Hunger and thirst are enemies that can really depress your positive mental attitude
Try and find some water. Food can wait. A person can survive for weeks without food. Try and conserve your body’s energy reserves. You may be better off resting than wandering around aimlessly looking for food. Even if you find food you may have depleted more energy than the food can supply you with. If you can acquire food easily then go for it. A man with a full belly can withstand more survival pressures than a man with an empty belly. Lack of nutrition could make you more susceptible to depression.

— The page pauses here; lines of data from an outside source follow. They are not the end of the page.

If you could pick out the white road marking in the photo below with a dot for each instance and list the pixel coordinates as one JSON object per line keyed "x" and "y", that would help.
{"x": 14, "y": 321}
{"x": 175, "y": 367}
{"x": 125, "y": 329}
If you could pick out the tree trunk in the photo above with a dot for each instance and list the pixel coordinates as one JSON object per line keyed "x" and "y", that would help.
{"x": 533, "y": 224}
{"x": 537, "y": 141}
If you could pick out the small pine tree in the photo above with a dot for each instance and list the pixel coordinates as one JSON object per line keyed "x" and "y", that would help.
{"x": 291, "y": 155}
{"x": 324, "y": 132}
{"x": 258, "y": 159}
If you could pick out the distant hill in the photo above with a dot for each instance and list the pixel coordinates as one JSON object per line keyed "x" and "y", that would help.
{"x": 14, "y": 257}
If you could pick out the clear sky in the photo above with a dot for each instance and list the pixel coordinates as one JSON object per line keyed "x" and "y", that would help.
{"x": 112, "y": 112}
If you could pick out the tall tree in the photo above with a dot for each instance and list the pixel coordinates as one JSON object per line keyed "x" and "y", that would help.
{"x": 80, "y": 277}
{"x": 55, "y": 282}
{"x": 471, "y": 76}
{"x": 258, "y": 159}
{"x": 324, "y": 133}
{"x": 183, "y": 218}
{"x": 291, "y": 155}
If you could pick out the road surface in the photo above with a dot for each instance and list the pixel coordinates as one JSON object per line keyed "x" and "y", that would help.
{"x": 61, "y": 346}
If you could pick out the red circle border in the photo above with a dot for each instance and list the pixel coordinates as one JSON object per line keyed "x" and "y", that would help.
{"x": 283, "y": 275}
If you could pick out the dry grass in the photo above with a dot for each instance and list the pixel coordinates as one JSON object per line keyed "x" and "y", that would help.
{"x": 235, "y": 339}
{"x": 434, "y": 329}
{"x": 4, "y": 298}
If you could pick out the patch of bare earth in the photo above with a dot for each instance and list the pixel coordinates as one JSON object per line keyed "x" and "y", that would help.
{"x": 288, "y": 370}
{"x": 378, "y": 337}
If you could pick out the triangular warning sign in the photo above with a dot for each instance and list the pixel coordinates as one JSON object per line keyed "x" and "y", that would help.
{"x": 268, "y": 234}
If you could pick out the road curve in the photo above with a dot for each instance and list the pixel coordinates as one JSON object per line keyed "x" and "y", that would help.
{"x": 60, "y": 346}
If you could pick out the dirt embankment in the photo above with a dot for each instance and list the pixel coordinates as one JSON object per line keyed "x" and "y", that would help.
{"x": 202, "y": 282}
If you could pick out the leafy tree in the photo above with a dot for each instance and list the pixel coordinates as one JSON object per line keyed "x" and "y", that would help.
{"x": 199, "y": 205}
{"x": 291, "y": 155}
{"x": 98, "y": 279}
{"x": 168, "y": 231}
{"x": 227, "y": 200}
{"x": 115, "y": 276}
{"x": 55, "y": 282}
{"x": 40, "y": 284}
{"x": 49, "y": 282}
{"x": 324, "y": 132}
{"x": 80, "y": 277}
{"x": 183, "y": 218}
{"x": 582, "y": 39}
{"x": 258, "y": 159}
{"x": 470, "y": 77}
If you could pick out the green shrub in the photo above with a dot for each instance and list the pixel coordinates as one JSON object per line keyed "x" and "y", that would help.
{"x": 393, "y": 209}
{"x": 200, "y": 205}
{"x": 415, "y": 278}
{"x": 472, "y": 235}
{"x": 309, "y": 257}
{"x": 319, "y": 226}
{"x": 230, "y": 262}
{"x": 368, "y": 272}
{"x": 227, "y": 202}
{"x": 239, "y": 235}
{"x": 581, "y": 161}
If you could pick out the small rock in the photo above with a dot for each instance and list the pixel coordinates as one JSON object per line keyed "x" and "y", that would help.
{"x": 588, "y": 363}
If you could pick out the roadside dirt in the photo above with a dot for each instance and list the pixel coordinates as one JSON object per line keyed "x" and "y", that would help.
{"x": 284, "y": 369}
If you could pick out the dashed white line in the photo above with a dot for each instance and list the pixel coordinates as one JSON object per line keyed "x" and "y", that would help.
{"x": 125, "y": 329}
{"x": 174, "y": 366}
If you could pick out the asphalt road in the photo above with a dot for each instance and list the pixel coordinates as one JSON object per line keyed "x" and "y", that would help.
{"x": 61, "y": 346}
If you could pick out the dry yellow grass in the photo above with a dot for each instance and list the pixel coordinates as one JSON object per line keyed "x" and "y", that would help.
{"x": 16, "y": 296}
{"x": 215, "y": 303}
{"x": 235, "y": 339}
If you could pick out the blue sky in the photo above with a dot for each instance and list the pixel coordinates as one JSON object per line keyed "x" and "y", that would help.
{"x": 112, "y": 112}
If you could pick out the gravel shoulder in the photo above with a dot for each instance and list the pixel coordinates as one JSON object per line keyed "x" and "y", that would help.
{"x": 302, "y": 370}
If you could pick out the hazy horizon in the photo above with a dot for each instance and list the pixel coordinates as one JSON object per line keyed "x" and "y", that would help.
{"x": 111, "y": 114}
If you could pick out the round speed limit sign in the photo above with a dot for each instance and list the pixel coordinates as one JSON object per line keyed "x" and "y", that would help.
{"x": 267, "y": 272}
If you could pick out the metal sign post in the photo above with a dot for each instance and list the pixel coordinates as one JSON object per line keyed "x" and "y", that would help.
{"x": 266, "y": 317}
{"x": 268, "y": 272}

Remember your positive frame of mind and keep your goal to live fresh in your mind.

Fear is a big enemy to guard against
Fear is a completely normal reaction for anyone faced with an out of ordinary situation that threatens his important needs. People fear a lot of things. People have fear of death, getting lost, animals, suffering, ridicule, and of their own weaknesses. The thing most feared by people going into the wilderness is getting lost. There is no way to tell how someone will react to fear. Fear usually depends entirely on the individual rather than on the situation at hand. Fear could lead a person to panic or stimulate a greater effort to survive. Fear negatively influences a man’s behavior and reduces his chances for successful survival. The worst feelings that magnify fear are hopelessness and helplessness. Don’t let the idea of a complete disaster cross your mind. There is no benefit in trying to avoid fear by denying the existence of a dangerous survival situation. You need to accept that fear is a natural reaction to a hazardous situation and try to make the best of your predicament.

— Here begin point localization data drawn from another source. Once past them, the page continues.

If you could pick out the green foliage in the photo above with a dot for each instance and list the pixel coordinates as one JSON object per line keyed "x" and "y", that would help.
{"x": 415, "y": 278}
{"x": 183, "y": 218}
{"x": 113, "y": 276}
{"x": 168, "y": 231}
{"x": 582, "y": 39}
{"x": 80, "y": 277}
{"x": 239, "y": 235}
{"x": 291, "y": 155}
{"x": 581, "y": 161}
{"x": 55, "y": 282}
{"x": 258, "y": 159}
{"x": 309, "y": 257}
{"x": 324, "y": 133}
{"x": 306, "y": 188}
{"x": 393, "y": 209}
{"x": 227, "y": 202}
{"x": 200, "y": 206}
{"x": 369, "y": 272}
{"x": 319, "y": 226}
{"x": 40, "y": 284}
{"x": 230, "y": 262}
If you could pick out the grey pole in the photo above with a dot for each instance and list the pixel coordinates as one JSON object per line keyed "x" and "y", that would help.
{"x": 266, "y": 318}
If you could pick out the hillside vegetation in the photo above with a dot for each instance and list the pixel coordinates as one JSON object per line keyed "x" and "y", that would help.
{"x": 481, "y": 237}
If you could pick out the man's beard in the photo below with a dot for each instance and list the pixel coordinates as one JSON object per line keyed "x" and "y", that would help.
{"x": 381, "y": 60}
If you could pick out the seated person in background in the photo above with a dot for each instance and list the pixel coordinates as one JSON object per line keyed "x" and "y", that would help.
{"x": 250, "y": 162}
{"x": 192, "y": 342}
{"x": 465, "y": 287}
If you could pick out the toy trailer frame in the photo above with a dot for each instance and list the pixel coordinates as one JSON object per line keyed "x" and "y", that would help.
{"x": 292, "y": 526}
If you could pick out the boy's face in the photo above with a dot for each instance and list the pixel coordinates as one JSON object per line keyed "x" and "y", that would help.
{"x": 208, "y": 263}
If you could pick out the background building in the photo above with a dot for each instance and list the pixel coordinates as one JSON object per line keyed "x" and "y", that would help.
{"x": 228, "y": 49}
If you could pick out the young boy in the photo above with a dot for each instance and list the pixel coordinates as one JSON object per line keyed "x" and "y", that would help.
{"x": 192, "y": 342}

Do your very best to control your fears
Be realistic. Don’t let your imagination make mountains out of mole hills. Expect fear and learn to recognize it. Live with fear and understand how it can alter your effectiveness in survival situations. Don’t be ashamed of any fears you may have. Control fear, don’t let it control you. Fears can be lessened by keeping the body busy and free from thirst, hunger, pain, discomfort, and any other enemies to survival. Learning basic outdoor and first aid skills may help you prevent or ease fears by increasing your confidence in yourself. If fear creeps up on you make sure to think of positive things. Maintain your positive mental attitude.

A more dangerous enemy than fear is panic
Panic is an uncontrolled urge to run or hurry from the situation. Panic is triggered by the mind and imagination under stress. It results from fear of the unknown, lack of confidence, not knowing what to do next, and a vivid imagination. Fear can build up to panic and cause a person to make a bad situation worse. In a panic a person’s rational thinking disappears and can produce a situation that results in tragedy. A panic state could lead to exhaustion, injury, or death. A positive mental attitude is still the best remedy. To combat fear and panic keep your cool, relax, see the brighter side of things, and stay in control. Keep up your positive self-talk and remember your goal of survival.

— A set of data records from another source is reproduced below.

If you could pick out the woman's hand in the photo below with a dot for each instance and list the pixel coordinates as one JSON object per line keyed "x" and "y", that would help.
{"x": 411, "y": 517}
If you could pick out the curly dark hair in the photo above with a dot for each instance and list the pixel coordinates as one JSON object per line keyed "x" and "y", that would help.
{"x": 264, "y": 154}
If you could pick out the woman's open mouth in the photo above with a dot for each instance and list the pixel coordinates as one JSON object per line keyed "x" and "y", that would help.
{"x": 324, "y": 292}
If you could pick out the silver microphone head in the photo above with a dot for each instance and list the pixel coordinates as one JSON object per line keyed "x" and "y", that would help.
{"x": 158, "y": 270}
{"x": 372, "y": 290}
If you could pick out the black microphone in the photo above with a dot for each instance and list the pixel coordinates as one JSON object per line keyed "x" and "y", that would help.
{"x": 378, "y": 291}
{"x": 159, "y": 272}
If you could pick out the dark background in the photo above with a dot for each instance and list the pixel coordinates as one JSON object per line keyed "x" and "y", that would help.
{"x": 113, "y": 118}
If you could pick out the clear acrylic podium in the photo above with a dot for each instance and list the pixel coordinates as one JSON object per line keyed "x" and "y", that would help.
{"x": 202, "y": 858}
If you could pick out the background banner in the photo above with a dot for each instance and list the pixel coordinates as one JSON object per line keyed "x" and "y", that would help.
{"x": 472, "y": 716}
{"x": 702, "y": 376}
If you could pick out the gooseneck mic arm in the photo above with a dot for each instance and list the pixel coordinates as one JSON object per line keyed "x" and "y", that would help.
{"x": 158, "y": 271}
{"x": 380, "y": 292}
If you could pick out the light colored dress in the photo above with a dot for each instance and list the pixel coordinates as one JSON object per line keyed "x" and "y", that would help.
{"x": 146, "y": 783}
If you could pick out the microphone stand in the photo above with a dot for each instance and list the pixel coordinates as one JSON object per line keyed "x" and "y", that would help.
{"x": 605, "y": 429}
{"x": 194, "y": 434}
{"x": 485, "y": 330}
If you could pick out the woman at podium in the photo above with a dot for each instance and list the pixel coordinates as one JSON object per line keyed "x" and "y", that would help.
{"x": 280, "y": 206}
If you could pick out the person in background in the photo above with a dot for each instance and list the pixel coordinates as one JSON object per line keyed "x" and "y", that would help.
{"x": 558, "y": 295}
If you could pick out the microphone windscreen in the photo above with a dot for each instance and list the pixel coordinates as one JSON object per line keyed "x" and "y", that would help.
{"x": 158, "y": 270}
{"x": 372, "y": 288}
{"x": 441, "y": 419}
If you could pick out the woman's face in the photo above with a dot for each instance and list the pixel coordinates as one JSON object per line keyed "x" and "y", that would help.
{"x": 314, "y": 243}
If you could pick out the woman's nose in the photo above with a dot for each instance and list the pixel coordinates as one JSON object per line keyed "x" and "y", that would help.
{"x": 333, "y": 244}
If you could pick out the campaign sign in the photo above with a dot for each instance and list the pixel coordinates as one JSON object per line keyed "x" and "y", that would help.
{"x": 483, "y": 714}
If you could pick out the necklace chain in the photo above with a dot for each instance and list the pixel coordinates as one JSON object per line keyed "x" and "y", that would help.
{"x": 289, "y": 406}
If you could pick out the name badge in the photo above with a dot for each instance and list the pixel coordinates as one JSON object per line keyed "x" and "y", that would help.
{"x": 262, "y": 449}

Keeping a positive mental outlook is for certain the most important aspect of survival
While in a survival situation you will practice self-reliance. You will only be able to depend on yourself and your abilities. You will have to overcome many challenges that you are not accustomed to. Modern society is conditioned to instant relief from discomforts such as darkness, hunger, pain, thirst, boredom, cold, and heat. Adapt yourself and tolerate it, it’s only temporary. When you first realize that you’re in a survival situation stop and regain your composure. Control your fears. Recognize dangers to your life. Relax and think; don’t make any hasty judgments. Observe the resources around you. Analyze your situation and plan a course of action only after considering all of the aspects of your predicament. Be sure to keep cool and collected. It is important to make the right decision at all times. Set your goal of survival and always keep it fresh in your mind. Never give up. Prepare for the worst but hope for the best.